You died 2 months ago today and it’s your niece’s first birthday. I told you she’d be walking when you got home and she is walking. I’m sure you can see her if you want to. I’ve decided that you must be close to us. I feel you. If heaven is truly paradise then you can’t be there missing us or it wouldn’t be paradise. I believe that you are not feeling the pains of this world, but you must be a part of our lives here. We just don’t get to be a part of yours. Not right now.
I’ve been wanting to write, because it seems to help at times, but your sister and your sweet nieces came to visit me and it was really nice to have them to myself for a bit, away from the madness in Colorado. I foolishly thought they would distract me from my grief. Do you remember accusing me of paying attention to nobody else when the granddaughters were around? Although I did love every minute with them last week, I still can’t stop thinking about you no matter who I am with. Right now nothing else seems to matter.
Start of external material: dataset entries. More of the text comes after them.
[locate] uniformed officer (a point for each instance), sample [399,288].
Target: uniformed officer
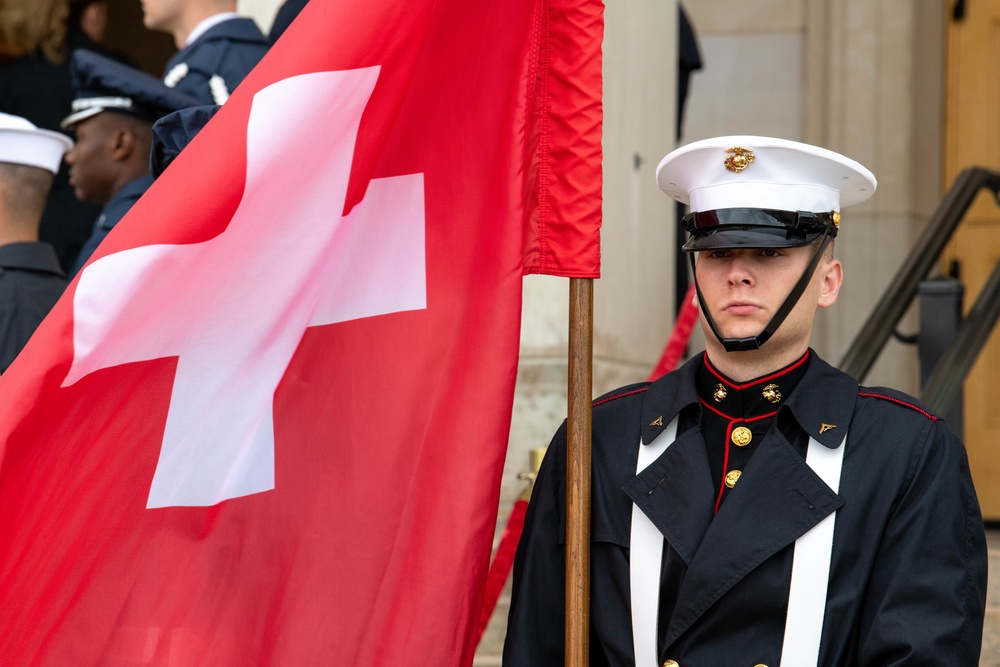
[112,116]
[31,280]
[217,48]
[757,507]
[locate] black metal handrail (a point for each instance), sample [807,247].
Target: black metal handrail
[889,310]
[945,383]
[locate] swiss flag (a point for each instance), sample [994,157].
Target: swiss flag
[266,423]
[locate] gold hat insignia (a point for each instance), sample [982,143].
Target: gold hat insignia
[740,159]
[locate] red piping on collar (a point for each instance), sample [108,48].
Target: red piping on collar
[783,371]
[611,398]
[735,419]
[897,401]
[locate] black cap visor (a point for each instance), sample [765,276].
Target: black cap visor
[755,228]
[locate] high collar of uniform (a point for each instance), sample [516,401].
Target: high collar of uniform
[755,398]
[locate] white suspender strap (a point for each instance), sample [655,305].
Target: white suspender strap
[811,568]
[645,556]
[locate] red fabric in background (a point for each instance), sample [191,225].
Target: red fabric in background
[390,431]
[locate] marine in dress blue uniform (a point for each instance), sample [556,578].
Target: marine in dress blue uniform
[103,85]
[211,66]
[733,495]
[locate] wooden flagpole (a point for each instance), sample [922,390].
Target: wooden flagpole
[578,462]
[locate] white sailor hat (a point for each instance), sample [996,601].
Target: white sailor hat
[23,143]
[747,191]
[103,84]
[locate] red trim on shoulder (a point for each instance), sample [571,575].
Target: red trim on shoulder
[897,401]
[623,395]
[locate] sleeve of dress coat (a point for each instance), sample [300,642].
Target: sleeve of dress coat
[535,623]
[925,601]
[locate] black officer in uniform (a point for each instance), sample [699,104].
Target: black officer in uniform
[31,280]
[757,507]
[113,116]
[217,47]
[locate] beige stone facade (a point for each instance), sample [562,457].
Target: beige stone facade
[860,77]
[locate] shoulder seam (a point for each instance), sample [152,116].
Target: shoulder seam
[865,394]
[622,395]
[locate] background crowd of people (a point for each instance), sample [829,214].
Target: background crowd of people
[57,76]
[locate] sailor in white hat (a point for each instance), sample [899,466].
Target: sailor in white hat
[756,506]
[31,279]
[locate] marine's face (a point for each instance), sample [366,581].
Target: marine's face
[161,15]
[744,288]
[91,161]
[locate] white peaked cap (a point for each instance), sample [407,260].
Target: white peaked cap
[776,174]
[23,143]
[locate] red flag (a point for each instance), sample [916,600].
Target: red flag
[265,425]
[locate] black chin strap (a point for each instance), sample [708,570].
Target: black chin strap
[744,344]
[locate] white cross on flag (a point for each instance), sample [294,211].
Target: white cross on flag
[266,423]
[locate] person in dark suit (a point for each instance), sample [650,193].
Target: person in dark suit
[36,40]
[112,117]
[283,18]
[217,48]
[758,506]
[31,280]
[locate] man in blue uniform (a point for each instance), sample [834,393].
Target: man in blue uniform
[31,280]
[113,116]
[757,507]
[217,48]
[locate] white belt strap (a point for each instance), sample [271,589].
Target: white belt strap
[811,568]
[645,556]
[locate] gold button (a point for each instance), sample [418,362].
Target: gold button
[741,436]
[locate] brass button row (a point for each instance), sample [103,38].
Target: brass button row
[741,436]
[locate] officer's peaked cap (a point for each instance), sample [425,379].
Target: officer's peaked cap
[103,84]
[23,143]
[747,191]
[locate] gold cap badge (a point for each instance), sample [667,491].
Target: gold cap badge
[740,159]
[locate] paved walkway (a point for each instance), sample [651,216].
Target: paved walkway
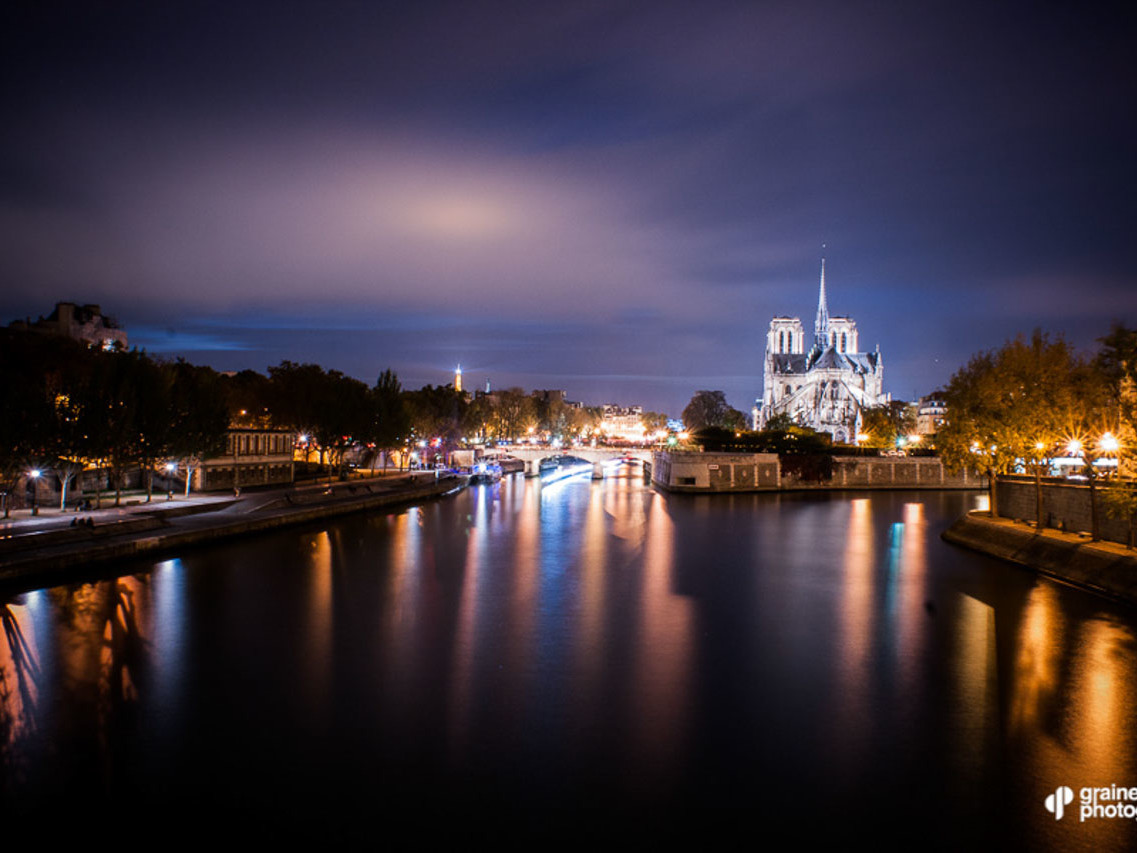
[49,518]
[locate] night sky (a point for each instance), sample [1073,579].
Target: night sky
[612,198]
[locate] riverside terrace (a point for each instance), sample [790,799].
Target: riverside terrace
[715,472]
[50,545]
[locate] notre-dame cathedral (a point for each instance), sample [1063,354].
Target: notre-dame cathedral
[827,387]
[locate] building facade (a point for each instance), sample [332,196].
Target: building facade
[251,457]
[81,322]
[826,387]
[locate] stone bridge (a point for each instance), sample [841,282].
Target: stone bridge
[599,456]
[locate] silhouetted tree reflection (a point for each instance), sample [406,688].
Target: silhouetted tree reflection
[91,642]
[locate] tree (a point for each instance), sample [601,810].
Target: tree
[884,424]
[390,424]
[199,414]
[516,413]
[710,408]
[1005,403]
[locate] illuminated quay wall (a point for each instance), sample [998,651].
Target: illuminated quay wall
[1065,506]
[714,472]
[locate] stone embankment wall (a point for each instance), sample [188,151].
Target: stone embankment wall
[693,471]
[713,472]
[1065,506]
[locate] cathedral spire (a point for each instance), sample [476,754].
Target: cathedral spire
[821,326]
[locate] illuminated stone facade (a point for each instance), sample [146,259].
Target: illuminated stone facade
[826,388]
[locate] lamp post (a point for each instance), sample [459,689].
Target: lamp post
[1039,449]
[34,474]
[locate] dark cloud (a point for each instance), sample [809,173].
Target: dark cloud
[617,193]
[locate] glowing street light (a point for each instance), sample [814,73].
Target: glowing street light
[1109,442]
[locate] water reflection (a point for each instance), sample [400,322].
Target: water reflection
[589,639]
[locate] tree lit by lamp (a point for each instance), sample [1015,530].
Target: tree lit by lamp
[34,474]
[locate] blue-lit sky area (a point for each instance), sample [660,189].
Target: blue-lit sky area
[612,198]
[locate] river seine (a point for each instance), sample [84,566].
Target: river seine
[592,659]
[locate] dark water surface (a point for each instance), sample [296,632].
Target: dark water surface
[597,657]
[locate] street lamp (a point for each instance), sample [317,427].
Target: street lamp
[34,473]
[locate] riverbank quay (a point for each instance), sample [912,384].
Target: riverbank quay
[1100,566]
[43,548]
[714,472]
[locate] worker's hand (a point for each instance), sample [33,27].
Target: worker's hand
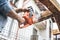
[20,21]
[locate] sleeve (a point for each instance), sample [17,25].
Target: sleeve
[6,8]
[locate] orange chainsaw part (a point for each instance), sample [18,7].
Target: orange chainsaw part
[28,20]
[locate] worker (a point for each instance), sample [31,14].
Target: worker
[6,10]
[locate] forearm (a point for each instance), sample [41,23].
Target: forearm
[46,13]
[13,15]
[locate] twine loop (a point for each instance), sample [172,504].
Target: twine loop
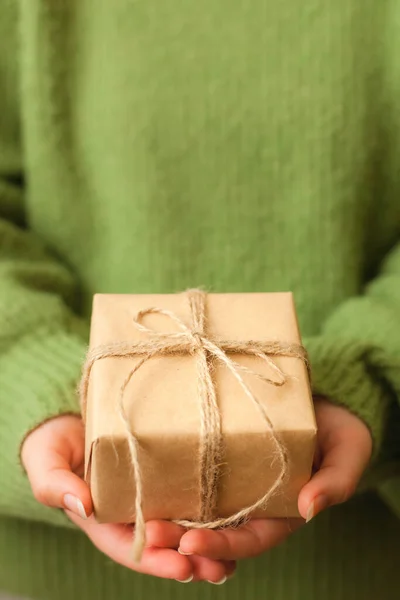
[194,340]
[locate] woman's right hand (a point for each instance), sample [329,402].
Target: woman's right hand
[53,457]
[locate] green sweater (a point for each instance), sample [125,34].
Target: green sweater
[236,145]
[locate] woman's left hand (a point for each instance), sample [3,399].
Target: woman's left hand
[344,449]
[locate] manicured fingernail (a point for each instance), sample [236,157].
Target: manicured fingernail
[185,553]
[317,505]
[75,505]
[220,582]
[188,580]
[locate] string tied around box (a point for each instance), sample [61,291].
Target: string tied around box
[194,340]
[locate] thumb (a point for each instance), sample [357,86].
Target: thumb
[53,457]
[344,459]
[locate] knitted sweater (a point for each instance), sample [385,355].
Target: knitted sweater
[153,146]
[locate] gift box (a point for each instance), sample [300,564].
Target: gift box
[203,399]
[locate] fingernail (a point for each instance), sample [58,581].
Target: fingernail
[75,505]
[188,580]
[185,553]
[316,506]
[220,582]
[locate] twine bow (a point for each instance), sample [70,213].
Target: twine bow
[194,341]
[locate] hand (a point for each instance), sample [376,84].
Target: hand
[344,448]
[53,456]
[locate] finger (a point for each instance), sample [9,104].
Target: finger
[345,457]
[252,539]
[116,542]
[49,456]
[163,534]
[213,571]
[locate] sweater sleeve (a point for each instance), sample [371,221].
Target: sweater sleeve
[355,359]
[42,341]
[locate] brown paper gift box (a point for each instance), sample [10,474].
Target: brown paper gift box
[162,403]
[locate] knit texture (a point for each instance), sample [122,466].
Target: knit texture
[238,146]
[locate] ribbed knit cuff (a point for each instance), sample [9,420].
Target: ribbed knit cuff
[341,374]
[38,379]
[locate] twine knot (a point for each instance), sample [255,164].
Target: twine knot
[193,340]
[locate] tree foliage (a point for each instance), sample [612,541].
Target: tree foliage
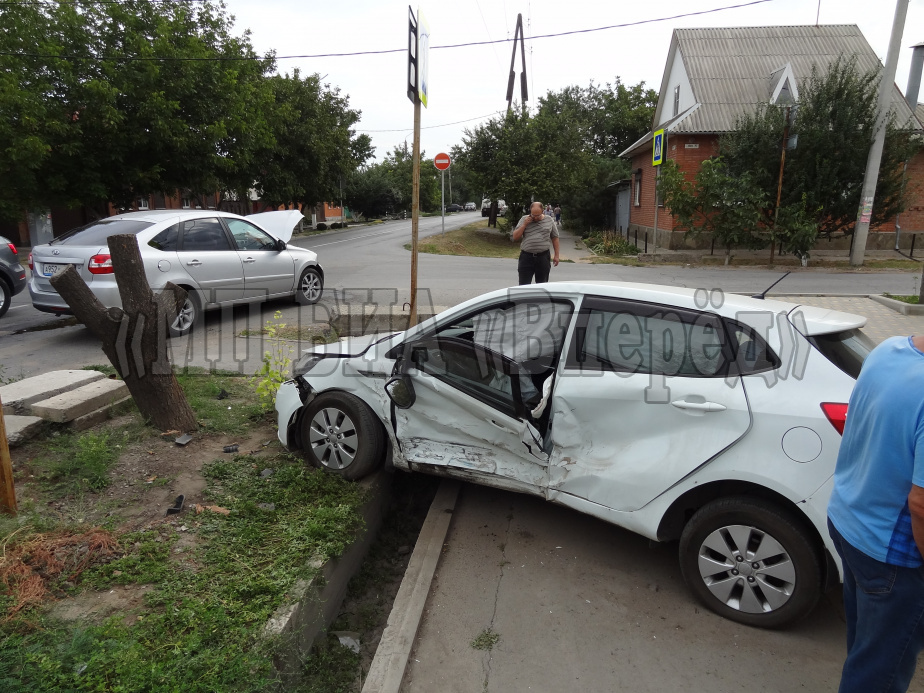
[835,122]
[156,96]
[567,152]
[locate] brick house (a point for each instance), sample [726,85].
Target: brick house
[713,76]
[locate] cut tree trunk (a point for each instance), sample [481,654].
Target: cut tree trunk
[134,337]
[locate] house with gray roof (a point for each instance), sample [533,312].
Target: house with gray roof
[712,77]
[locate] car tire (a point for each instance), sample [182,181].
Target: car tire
[310,287]
[779,580]
[6,297]
[186,318]
[340,435]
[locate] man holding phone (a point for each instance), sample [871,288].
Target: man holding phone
[535,232]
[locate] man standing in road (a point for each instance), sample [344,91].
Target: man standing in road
[876,518]
[536,231]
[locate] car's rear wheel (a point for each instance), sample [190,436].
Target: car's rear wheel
[186,317]
[341,435]
[310,287]
[751,562]
[6,297]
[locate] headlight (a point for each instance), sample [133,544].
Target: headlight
[305,363]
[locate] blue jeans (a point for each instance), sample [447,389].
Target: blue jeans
[884,608]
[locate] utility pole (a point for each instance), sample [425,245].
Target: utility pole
[886,89]
[418,63]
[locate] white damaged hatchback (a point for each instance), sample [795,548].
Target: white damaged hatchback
[692,416]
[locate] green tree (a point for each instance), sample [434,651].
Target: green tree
[835,123]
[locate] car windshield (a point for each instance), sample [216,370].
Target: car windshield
[97,232]
[847,350]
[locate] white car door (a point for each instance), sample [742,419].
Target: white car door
[478,412]
[268,271]
[648,394]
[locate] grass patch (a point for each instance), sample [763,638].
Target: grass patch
[904,298]
[472,240]
[485,640]
[200,627]
[294,333]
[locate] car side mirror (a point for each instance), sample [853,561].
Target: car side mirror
[400,390]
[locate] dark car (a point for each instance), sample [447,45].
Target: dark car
[12,274]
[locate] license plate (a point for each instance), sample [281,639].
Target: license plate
[50,270]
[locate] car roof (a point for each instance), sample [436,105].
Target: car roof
[810,320]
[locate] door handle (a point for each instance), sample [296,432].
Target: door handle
[699,406]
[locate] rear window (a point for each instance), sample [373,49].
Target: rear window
[847,350]
[97,232]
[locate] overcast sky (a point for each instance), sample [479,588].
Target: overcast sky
[469,84]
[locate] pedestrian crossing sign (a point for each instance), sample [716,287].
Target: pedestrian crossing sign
[657,154]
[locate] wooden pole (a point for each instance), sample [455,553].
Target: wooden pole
[7,491]
[415,212]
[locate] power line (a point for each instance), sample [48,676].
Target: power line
[442,125]
[399,50]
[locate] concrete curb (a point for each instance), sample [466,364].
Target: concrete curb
[314,604]
[899,306]
[390,662]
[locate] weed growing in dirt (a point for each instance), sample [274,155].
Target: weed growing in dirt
[485,640]
[202,623]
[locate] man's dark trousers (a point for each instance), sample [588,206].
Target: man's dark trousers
[884,610]
[539,264]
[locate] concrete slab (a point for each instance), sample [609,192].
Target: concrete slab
[18,396]
[70,405]
[20,428]
[97,416]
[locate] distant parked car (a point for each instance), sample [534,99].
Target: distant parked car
[12,274]
[218,257]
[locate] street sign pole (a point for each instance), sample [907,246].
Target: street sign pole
[886,90]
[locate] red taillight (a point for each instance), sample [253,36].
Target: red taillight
[100,264]
[836,413]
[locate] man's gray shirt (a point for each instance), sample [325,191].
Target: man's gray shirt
[537,235]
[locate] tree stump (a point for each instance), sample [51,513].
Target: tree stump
[134,337]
I have learned that grief demands to be felt. I kept it in the best I could for almost a week, crying only in bed, but when I was finally able, I cried from 9 PM until after midnight. Just when I think I feel a little better, something triggers my emotions and I cannot stop the grief. I miss you so much, Buddy. I cannot seem to figure out how to live in this world without you. When you left, a bright light was extinguished in my world and I feel as though I am not living, but simply existing. I don’t feel like I care about things that I once cared about. Sometimes nothing seems to matter. Now that Ray has a permanent job, we could buy a house again, but it doesn’t really matter. I could have a better kitchen and enjoy culinary creativity like I used to, but I no longer care. I could put make-up on my face or wear something other than sweats, but it just doesn’t matter. Sometimes nothing matters but missing you. I am really good at that.